We’re not there yet, but at least the mainstream is taking baby steps toward discovering and revealing just how kooky or not those “conspiracy theorists” are, who say FDR knew the attack on Pearl Harbor was coming and let it happen in order to justify entering America into WWII. The item below compares a newly declassified memo to the August 2001 memo that the Bush administration received, but some of us have known for a long time that the information FDR got was a lot more specific than the uncovered document and certainly more specific than the 2001 memo.
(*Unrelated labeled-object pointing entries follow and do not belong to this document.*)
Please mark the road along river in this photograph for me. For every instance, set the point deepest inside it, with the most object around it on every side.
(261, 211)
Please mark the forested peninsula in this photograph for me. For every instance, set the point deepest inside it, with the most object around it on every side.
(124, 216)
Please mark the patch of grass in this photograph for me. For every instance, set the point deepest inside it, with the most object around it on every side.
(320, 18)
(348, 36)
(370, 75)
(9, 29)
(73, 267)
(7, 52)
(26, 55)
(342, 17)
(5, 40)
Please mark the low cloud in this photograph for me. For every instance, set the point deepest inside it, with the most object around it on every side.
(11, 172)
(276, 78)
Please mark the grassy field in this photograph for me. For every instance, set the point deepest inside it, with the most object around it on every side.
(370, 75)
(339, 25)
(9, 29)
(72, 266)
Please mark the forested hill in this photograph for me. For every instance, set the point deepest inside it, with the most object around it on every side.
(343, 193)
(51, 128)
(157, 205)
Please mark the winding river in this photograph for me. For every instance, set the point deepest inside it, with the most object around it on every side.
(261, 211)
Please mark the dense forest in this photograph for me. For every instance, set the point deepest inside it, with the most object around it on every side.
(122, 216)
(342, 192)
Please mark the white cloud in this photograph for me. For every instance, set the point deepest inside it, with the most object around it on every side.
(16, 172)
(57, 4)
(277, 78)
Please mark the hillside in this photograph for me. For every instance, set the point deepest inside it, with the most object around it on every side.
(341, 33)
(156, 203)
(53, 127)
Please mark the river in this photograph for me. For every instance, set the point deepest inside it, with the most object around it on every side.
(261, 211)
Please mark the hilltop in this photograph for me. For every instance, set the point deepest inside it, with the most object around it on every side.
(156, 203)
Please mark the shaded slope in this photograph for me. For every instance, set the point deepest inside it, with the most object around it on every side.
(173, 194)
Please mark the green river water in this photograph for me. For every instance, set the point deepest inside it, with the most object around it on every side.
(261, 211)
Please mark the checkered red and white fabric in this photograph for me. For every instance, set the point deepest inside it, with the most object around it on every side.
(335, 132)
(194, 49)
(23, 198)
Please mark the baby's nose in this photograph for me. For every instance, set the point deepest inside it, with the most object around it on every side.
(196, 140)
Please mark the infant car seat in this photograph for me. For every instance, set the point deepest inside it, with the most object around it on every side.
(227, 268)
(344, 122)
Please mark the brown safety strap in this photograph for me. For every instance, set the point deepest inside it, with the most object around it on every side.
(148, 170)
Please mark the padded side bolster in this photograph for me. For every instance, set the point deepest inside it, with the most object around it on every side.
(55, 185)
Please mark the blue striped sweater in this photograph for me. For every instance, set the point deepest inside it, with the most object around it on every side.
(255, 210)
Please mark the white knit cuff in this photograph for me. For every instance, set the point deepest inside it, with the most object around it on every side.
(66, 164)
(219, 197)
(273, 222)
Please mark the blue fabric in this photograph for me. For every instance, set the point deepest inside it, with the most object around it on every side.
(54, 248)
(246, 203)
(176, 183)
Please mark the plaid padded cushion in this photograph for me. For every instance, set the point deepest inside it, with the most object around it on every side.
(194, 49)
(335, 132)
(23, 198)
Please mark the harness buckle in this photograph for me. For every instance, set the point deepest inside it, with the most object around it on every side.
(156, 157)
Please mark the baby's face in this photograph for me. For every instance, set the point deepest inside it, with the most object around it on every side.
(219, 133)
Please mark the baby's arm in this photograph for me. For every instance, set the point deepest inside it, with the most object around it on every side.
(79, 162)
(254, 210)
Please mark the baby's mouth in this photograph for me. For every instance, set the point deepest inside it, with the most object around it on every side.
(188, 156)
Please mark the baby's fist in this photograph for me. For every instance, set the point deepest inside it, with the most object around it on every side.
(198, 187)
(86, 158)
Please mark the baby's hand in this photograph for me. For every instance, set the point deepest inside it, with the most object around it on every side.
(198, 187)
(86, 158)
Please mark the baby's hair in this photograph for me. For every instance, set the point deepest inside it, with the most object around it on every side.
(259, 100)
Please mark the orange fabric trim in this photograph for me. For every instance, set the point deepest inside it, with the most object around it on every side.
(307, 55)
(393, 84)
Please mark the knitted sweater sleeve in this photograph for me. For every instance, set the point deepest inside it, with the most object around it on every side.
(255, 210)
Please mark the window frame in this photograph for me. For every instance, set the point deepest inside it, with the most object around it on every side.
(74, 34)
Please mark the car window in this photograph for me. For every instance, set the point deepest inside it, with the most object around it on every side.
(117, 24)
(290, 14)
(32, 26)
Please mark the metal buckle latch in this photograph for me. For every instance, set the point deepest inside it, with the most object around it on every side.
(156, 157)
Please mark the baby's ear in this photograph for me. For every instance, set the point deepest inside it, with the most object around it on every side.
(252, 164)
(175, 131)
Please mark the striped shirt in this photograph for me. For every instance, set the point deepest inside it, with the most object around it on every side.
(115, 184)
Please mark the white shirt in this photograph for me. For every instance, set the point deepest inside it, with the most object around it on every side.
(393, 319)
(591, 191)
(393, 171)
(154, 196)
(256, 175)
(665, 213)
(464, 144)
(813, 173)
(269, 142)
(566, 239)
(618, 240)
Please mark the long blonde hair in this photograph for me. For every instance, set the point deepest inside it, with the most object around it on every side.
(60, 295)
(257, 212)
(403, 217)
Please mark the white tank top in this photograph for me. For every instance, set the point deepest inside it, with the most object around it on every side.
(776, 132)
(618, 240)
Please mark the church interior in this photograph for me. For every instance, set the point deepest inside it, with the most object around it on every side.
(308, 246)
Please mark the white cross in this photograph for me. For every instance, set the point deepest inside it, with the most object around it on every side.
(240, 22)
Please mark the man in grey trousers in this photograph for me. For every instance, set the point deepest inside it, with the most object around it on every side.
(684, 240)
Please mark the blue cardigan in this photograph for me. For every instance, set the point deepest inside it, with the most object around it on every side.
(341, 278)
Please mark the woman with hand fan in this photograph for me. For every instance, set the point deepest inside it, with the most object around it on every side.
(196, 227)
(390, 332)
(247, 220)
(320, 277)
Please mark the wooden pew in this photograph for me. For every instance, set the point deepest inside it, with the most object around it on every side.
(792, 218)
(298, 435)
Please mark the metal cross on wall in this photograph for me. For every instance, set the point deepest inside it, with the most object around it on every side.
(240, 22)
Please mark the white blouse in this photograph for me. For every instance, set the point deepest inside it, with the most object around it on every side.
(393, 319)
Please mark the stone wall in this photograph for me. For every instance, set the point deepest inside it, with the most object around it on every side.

At the same time, one keeps in mind an alternate and plausible theory, which holds that J. Edgar Hoover’s refusal to take seriously some very specific Pearl Harbor intelligence (provided by a Serb anti-German double agent) blocked it from reaching FDR. Still, John T. Flynn’s 1948 book The Roosevelt Myth is too damning about FDR specifically.

FDR warned of Pearl Harbor attack days in advance

By Eric Pfeiffer | The Sideshow – Thu, Dec 1, 2011

A new book reports that two days before the Japanese attack on Pearl Harbor that officially brought the United States into World War II, President Roosevelt was warned about such a possible attack in a memo from naval intelligence.

U.S. News’ Paul Bedard writes more about the story:

In the newly revealed 20-page memo from FDR’s declassified FBI file, the Office of Naval Intelligence on December 4 warned, “In anticipation of open conflict with this country, Japan is vigorously utilizing every available agency to secure military, naval and commercial information, paying particular attention to the West Coast, the Panama Canal and the Territory of Hawaii.”

The memo comes from Craig Shirley’s new book, December 1941: 31 Days that Changed America and Saved the World, which also reports that the Japanese were building a network of spies through their U.S. embassies and consulates. However, Shirley doesn’t blame FDR for failing to act on the memo; instead, he compares the Roosevelt administration’s inaction to the executive branch’s failure to act on pre-9/11 intelligence. In each instance, Shirley contends, the evidence suggests “that there were more pieces to the puzzle” that the White House missed in the days and weeks leading up to the attack. “So many mistakes through so many levels of Washington,” said Shirley. “Some things never change.”